Hospitalisation patterns change over time in patients with atrial fibrillation

Janne Fristrup Qvist1, Pernille Høgh Sørensen2 & Ulrik Dixen3,

1. jan. 2014
14 min.

Faktaboks

Fakta

Atrial fibrillation (AF) is the most commonly sustained arrhythmia. In Denmark, it is expected that the number of patients with AF will more than double in the 2000-2020 period, and that 1.9% of the entire population will have an AF diagnosis by the year 2020 [1]. The lifetime risk of AF in people over the age of 40 years reaches 25% [2], and the prevalence of AF in 2050 is estimated to increase three-fold due to improved treatment of other heart diseases, better health care and an aging population [3]. AF is associated with excess mortality independently of other cardiovascular diseases [4, 5] and the disease burden is considerable, both for the patients and in terms of health-care costs.
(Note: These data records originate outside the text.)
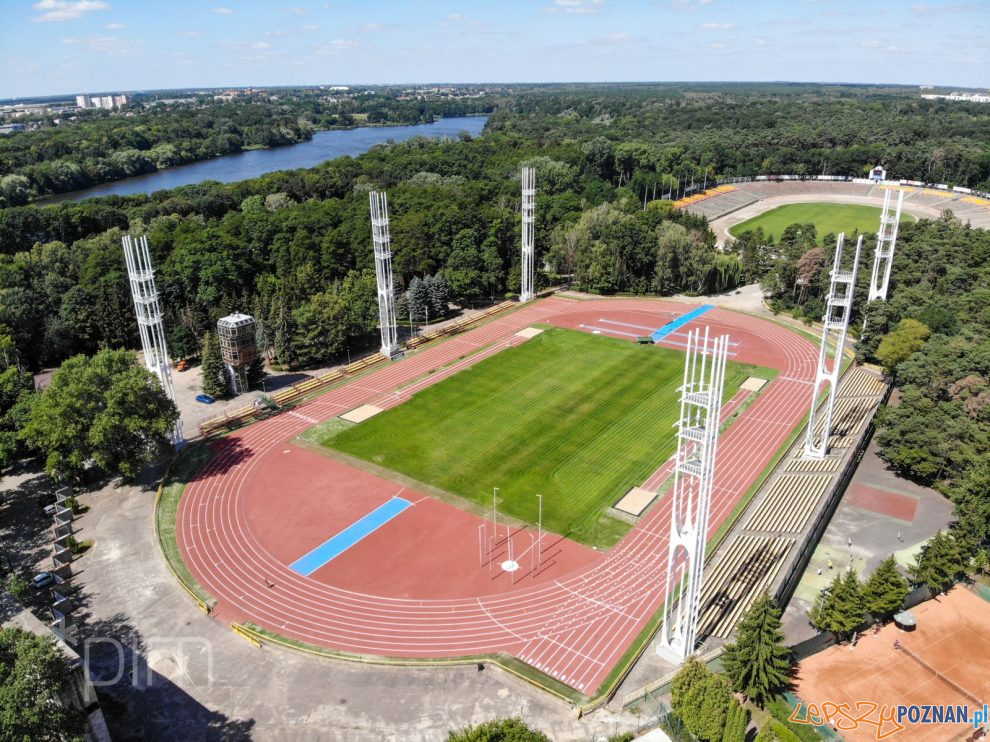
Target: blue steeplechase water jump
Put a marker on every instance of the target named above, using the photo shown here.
(678, 323)
(334, 547)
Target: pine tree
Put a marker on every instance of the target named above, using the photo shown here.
(214, 371)
(416, 299)
(884, 592)
(938, 564)
(692, 672)
(438, 295)
(839, 607)
(736, 722)
(757, 662)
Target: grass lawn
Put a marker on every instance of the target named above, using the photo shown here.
(575, 417)
(827, 218)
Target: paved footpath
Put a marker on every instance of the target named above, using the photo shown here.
(189, 677)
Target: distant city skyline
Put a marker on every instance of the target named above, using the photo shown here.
(67, 47)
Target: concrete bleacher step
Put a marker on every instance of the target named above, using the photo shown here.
(789, 503)
(755, 562)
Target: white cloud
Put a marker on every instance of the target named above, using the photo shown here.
(335, 47)
(65, 10)
(109, 45)
(577, 7)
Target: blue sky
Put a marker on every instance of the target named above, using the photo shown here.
(51, 47)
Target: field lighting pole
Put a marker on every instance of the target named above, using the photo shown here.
(694, 473)
(539, 530)
(527, 292)
(144, 292)
(883, 258)
(383, 273)
(835, 325)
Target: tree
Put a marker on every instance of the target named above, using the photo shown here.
(938, 564)
(885, 590)
(34, 678)
(908, 337)
(106, 410)
(499, 730)
(736, 722)
(839, 607)
(213, 369)
(757, 662)
(701, 699)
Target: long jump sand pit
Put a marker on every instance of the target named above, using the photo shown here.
(952, 637)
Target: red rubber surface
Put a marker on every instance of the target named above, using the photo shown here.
(415, 588)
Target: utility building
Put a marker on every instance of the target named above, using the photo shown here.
(239, 347)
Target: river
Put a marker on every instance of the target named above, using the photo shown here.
(325, 145)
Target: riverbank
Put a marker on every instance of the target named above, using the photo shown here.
(324, 145)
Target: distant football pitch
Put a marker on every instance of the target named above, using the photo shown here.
(827, 218)
(577, 418)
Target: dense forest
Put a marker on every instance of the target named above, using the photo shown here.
(932, 336)
(99, 147)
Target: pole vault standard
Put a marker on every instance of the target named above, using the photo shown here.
(694, 472)
(527, 292)
(835, 325)
(149, 316)
(383, 273)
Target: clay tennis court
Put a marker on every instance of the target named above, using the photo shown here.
(414, 585)
(952, 636)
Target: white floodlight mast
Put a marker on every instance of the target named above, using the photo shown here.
(883, 259)
(835, 325)
(149, 317)
(528, 292)
(694, 471)
(383, 273)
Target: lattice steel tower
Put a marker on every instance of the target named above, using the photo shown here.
(694, 472)
(149, 317)
(835, 324)
(527, 292)
(383, 273)
(883, 258)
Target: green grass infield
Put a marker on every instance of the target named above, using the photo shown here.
(577, 418)
(827, 218)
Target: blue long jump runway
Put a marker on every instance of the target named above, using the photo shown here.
(678, 323)
(334, 547)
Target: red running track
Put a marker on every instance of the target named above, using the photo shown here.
(416, 587)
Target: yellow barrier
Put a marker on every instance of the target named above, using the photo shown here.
(256, 638)
(161, 548)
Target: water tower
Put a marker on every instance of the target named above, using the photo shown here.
(239, 347)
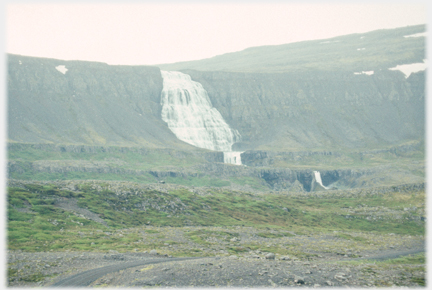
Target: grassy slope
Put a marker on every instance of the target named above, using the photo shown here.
(383, 49)
(36, 224)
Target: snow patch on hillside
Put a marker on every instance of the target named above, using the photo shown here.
(62, 69)
(420, 34)
(371, 72)
(408, 69)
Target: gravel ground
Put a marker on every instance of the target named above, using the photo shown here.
(253, 269)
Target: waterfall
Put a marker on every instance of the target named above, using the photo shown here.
(318, 179)
(232, 157)
(188, 111)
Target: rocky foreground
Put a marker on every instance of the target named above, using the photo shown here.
(248, 269)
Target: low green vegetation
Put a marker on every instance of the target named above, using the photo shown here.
(37, 223)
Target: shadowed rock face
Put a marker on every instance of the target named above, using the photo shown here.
(318, 109)
(91, 103)
(97, 104)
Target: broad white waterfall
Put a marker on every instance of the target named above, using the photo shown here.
(232, 157)
(188, 111)
(318, 179)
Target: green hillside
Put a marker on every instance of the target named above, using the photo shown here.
(374, 50)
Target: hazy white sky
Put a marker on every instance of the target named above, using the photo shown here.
(151, 33)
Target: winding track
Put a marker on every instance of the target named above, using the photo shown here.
(87, 277)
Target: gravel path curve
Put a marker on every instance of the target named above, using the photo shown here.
(89, 276)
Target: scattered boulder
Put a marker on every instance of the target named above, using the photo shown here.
(298, 279)
(270, 256)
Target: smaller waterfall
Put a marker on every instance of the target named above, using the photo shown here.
(317, 175)
(232, 157)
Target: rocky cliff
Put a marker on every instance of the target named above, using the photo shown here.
(293, 111)
(76, 102)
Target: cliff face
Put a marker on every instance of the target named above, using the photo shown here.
(98, 104)
(318, 110)
(91, 103)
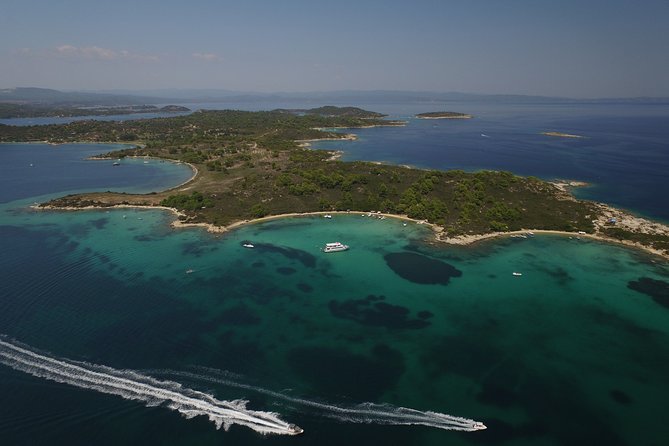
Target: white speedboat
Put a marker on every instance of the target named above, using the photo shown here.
(334, 247)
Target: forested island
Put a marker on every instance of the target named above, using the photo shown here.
(250, 165)
(12, 110)
(444, 115)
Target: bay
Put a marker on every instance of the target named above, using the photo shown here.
(568, 353)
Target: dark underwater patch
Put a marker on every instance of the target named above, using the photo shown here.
(372, 312)
(145, 238)
(304, 287)
(197, 248)
(657, 289)
(301, 256)
(620, 397)
(338, 372)
(418, 268)
(240, 315)
(286, 270)
(100, 223)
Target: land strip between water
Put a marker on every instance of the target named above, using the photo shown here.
(250, 166)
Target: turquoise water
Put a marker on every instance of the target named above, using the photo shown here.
(566, 354)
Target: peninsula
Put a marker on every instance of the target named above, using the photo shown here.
(250, 165)
(444, 115)
(9, 110)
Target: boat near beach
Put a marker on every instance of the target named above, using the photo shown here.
(335, 247)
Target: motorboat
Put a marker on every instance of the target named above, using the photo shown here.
(335, 247)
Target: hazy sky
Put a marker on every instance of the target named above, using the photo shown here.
(574, 48)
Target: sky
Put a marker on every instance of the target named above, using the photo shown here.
(569, 48)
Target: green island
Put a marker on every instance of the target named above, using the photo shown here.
(12, 110)
(444, 115)
(252, 165)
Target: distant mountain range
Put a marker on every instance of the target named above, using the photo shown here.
(44, 96)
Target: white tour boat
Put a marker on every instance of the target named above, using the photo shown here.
(334, 247)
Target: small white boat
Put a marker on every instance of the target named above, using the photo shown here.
(335, 247)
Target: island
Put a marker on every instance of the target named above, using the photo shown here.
(11, 110)
(561, 135)
(444, 115)
(252, 165)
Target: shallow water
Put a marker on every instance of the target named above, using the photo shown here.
(567, 353)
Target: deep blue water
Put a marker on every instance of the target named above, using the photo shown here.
(624, 154)
(571, 353)
(39, 169)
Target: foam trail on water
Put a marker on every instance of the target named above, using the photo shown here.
(369, 413)
(134, 386)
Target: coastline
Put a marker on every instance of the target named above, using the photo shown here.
(445, 117)
(439, 234)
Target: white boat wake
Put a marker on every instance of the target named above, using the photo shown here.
(134, 386)
(369, 413)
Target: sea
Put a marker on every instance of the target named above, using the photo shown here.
(116, 328)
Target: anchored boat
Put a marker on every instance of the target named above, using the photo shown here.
(334, 247)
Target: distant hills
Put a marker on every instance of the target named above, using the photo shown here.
(44, 96)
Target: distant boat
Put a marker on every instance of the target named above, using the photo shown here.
(335, 247)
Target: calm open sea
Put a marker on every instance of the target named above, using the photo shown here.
(96, 306)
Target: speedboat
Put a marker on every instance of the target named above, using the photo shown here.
(334, 247)
(297, 430)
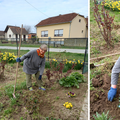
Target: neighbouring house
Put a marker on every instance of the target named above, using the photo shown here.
(31, 35)
(13, 33)
(71, 25)
(2, 34)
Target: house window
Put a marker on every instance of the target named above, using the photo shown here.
(44, 33)
(58, 33)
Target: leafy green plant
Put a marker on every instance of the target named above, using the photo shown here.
(47, 118)
(102, 116)
(105, 23)
(73, 80)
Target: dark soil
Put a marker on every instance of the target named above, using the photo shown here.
(98, 98)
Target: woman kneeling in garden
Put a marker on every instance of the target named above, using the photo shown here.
(34, 63)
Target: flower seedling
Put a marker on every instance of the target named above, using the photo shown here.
(119, 102)
(68, 105)
(70, 94)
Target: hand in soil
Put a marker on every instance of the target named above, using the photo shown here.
(112, 93)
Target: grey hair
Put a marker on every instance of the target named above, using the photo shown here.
(43, 46)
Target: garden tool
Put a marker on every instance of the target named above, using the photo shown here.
(17, 63)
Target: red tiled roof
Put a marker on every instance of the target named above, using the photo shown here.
(58, 19)
(2, 33)
(16, 30)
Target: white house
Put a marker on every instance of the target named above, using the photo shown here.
(13, 33)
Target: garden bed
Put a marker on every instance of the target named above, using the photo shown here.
(98, 95)
(37, 104)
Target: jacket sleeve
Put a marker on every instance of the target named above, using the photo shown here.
(27, 55)
(115, 72)
(42, 67)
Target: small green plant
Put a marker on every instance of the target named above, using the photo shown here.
(47, 118)
(102, 116)
(7, 111)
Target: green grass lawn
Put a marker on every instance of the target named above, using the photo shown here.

Hospital admissions associated with AF are costly, and one survey estimated that they accounted for more than half of the costs associated with treatment of AF patients [6]. Not many studies have investigated the causes of hospitalisation in an AF population over time. We therefore set out to examine the cardiovascular causes of hospitalisation in a well-described AF population over a ten-year period. Our aims were to describe any change in the causes of hospitalisation over time and to determine if treatment strategy had any influence on this pattern.

MATERIAL AND METHODS

Study sample and design

The study was designed as a ten-year follow-up observational study of a well-characterised group of AF patients. The patient population has been described previously [7]. Patients with electrocardiography (ECG)-documented AF and restored sinus rhythm (SR) at the time of enrollment were included. Patients were accepted for inclusion with successful elective cardioversion of long-lasting (> 48 h) AF to SR, earlier episodes of paroxysmal AF lasting longer than 30 sec. and short-lasting (< 48 h) acute AF with spontaneous, pharmacological or electrical cardioversion to SR. Some patients were included from the outpatient clinic, others after hospitalisation. The exclusion criteria were Parkinson’s disease, other neuromuscular disease with tremor causing a high noise level in the signal-averaged ECG-recording measured in the original study [7], pacemaker, psychiatric disease or inability to communicate in Danish or English.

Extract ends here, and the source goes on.